The judge has denied several of Abdulmutallab's requests for the trial, including that the case be judged under Islamic law.

Abdulmutallab has pleaded not guilty to eight charges, including conspiracy to commit terrorism and attempted use of a weapon of mass destruction. The government says he wanted to blow up the plane by detonating chemicals in his underwear, just seven minutes before the jet carrying 279 passengers and a crew of 11 was to land at Detroit Metropolitan Airport.

But the bomb didn't work, and passengers assisted by crew members saw flames and pounced on Abdulmutallab.

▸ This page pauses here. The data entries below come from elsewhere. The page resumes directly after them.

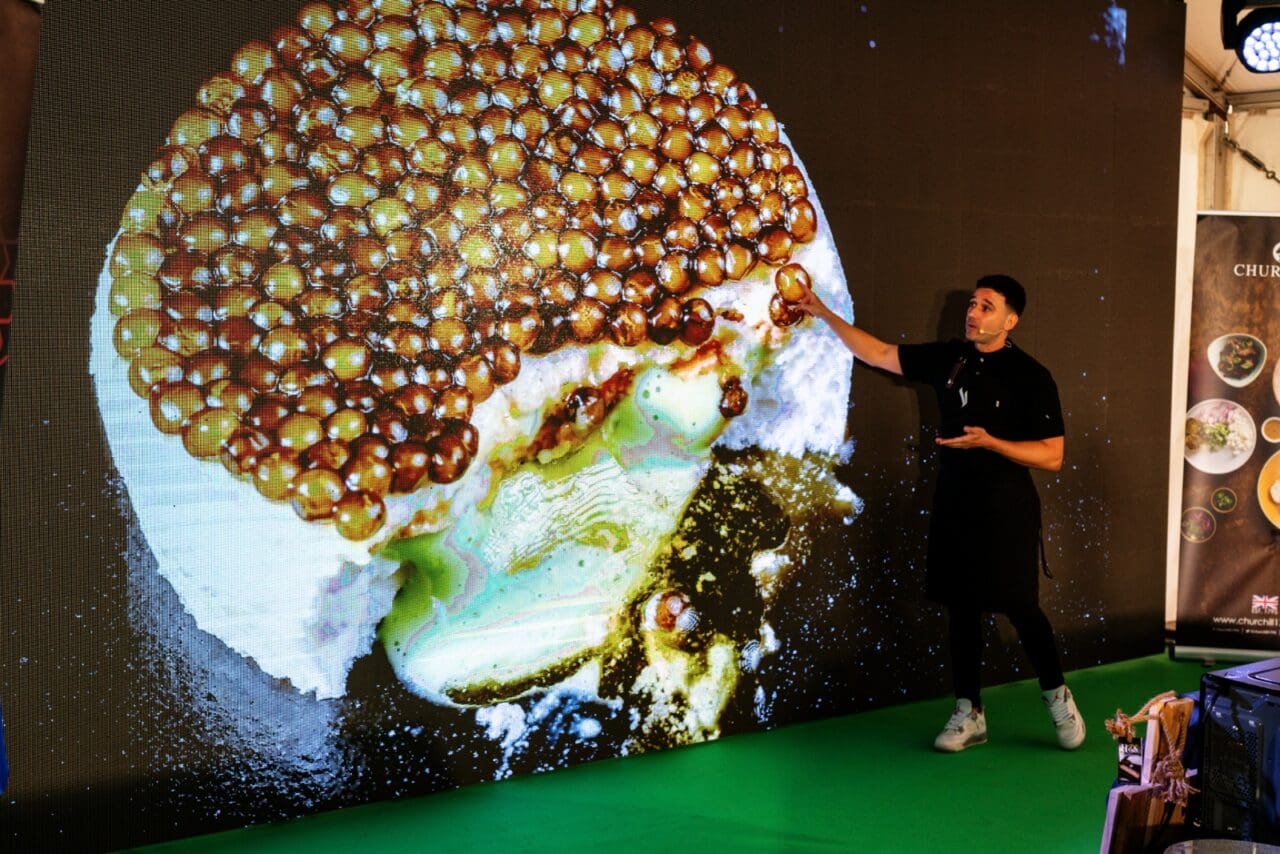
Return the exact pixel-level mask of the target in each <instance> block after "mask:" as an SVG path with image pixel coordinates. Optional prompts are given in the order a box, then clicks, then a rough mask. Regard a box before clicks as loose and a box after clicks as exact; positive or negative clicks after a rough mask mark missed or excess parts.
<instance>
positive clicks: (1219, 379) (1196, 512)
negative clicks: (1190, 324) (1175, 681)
mask: <svg viewBox="0 0 1280 854" xmlns="http://www.w3.org/2000/svg"><path fill="white" fill-rule="evenodd" d="M1277 356H1280V216H1251V215H1229V214H1221V215H1217V214H1215V215H1203V216H1201V219H1199V223H1198V225H1197V232H1196V275H1194V283H1193V289H1192V328H1190V360H1189V369H1188V379H1187V391H1188V394H1187V420H1185V439H1184V442H1185V444H1184V460H1185V469H1184V479H1183V503H1181V517H1180V524H1179V530H1180V534H1181V553H1180V560H1179V592H1178V629H1176V640H1178V644H1179V647H1188V645H1192V647H1210V648H1219V649H1247V650H1274V649H1280V560H1277V558H1280V371H1277V361H1276V357H1277Z"/></svg>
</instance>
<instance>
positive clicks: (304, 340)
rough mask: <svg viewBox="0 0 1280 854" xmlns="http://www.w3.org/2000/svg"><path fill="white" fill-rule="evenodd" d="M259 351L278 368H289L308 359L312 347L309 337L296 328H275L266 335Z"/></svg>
mask: <svg viewBox="0 0 1280 854" xmlns="http://www.w3.org/2000/svg"><path fill="white" fill-rule="evenodd" d="M259 350H260V351H261V353H262V355H264V356H266V357H268V359H270V360H271V361H273V362H275V364H276V365H279V366H280V367H291V366H293V365H297V364H298V362H301V361H303V360H305V359H310V357H311V355H312V350H314V347H312V343H311V338H310V335H307V334H306V333H305V332H302V330H300V329H298V328H297V326H276V328H275V329H271V330H270V332H269V333H266V335H265V337H264V338H262V343H261V344H259Z"/></svg>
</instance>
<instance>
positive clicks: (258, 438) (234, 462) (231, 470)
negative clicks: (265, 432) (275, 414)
mask: <svg viewBox="0 0 1280 854" xmlns="http://www.w3.org/2000/svg"><path fill="white" fill-rule="evenodd" d="M270 447H271V439H270V438H269V437H268V435H266V434H265V433H261V431H260V430H252V429H250V428H244V426H242V428H237V429H234V430H232V433H230V435H228V437H227V440H225V442H223V448H221V451H220V452H219V460H220V461H221V463H223V467H224V469H227V471H229V472H232V474H233V475H236V476H239V475H247V474H252V472H253V470H255V469H256V467H257V461H259V456H260V455H261V453H264V452H265V451H266V449H268V448H270Z"/></svg>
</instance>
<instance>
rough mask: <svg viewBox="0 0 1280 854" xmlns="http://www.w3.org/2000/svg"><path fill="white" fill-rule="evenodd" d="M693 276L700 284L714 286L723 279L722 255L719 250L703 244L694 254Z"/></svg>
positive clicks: (722, 259) (720, 252) (723, 271)
mask: <svg viewBox="0 0 1280 854" xmlns="http://www.w3.org/2000/svg"><path fill="white" fill-rule="evenodd" d="M694 277H695V278H696V279H698V282H699V283H701V284H710V286H716V284H719V283H722V282H723V280H724V257H723V255H722V254H721V251H719V250H717V248H714V247H712V246H704V247H703V248H700V250H698V254H696V255H695V256H694Z"/></svg>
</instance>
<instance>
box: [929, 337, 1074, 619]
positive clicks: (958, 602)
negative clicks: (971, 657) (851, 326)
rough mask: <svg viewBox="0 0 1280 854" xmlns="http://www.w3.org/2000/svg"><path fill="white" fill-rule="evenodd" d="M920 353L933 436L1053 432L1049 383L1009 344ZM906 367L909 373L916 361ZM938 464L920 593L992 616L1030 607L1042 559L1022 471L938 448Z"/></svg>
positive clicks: (1033, 493) (1051, 398)
mask: <svg viewBox="0 0 1280 854" xmlns="http://www.w3.org/2000/svg"><path fill="white" fill-rule="evenodd" d="M927 347H931V348H932V350H929V351H928V352H929V355H931V361H932V365H933V370H932V371H931V375H929V376H927V378H925V376H920V378H922V379H927V380H929V382H931V384H932V385H933V387H934V391H936V392H937V396H938V406H940V410H941V419H942V420H941V425H940V434H941V435H942V437H955V435H960V434H961V433H963V431H964V426H980V428H984V429H986V430H987V431H988V433H989V434H991V435H993V437H998V438H1002V439H1011V440H1024V439H1043V438H1048V437H1051V435H1061V434H1062V428H1061V408H1060V406H1059V403H1057V389H1056V385H1053V382H1052V378H1051V376H1050V375H1048V371H1046V370H1044V369H1043V367H1041V366H1039V364H1038V362H1036V361H1034V360H1033V359H1030V357H1029V356H1027V355H1025V353H1024V352H1021V351H1020V350H1018V348H1016V347H1012V346H1007V347H1005V348H1002V350H998V351H995V352H992V353H982V352H979V351H978V350H977V348H974V347H973V346H972V344H969V343H965V342H951V343H950V344H945V346H941V348H938V347H940V346H927ZM920 350H924V348H923V347H922V348H920ZM913 356H914V353H913ZM908 361H909V362H913V367H916V364H914V362H919V361H923V360H915V359H909V360H908ZM922 369H923V367H922ZM904 373H906V371H904ZM940 462H941V466H940V471H938V483H937V490H936V493H934V498H933V513H932V516H931V520H929V547H928V563H927V567H928V570H927V575H925V588H924V590H925V595H927V597H928V598H929V599H933V600H934V602H941V603H943V604H956V606H965V607H974V608H979V609H982V611H993V612H1007V611H1021V609H1027V608H1034V607H1037V606H1038V600H1039V575H1041V570H1042V567H1044V563H1043V548H1042V539H1041V503H1039V495H1038V494H1037V492H1036V484H1034V483H1033V481H1032V476H1030V471H1029V470H1028V469H1027V466H1023V465H1019V463H1016V462H1012V461H1011V460H1007V458H1005V457H1002V456H1000V455H998V453H995V452H993V451H984V449H968V451H966V449H957V448H940ZM1046 568H1047V567H1046Z"/></svg>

The failed suicide attack, the first act of terrorism in the U.S. during the Obama administration, revealed the rise of a dangerous al-Qaida affiliate and al-Awlaki's growing influence.

The government says Abdulmutallab willingly explained the plot twice, first to U.S. border officers who took him off the plane and then in more detail to FBI agents who interviewed him at a hospital for 50 minutes, following treatment for serious burns to his groin.

Abdulmutallab told authorities he trained in Yemen, home base for Al-Qaida in the Arabian Peninsula. He said he was influenced by al-Awlaki, who was killed Friday by an air strike that President Barack Obama called a "major blow" to al-Qaida's most dangerous franchise.

Following the strike, a U.S. official outlined new details of al-Awlaki's involvement against the U.S., including Abdulmutallab's alleged mission. The official, who spoke on condition of anonymity to discuss intelligence matters, said al-Awlaki specifically directed Abdulmutallab to detonate an explosive device over U.S. airspace to maximize casualties.

Osama bin Laden appeared in a video declaring Abdulmutallab a "hero." Abdulmutallab also has been lauded by al-Qaida's English-language Web magazine Inspire, whose editor was killed along with al-Awlaki.

After the outburst about al-Awlaki and flap over Abdulmutallab's clothes, jury selection got under way in earnest, with most questioning done by the judge and attorney Anthony Chambers, who has been appointed to assist Abdulmutallab.

Abdulmutallab, who had suggested he would interview some prospective jurors and could give his own opening statement, calmly questioned one woman who indicated she had concerns about retaliation for serving on the jury.

The woman remained in the jury pool, but several others were immediately dismissed after saying they could not be impartial.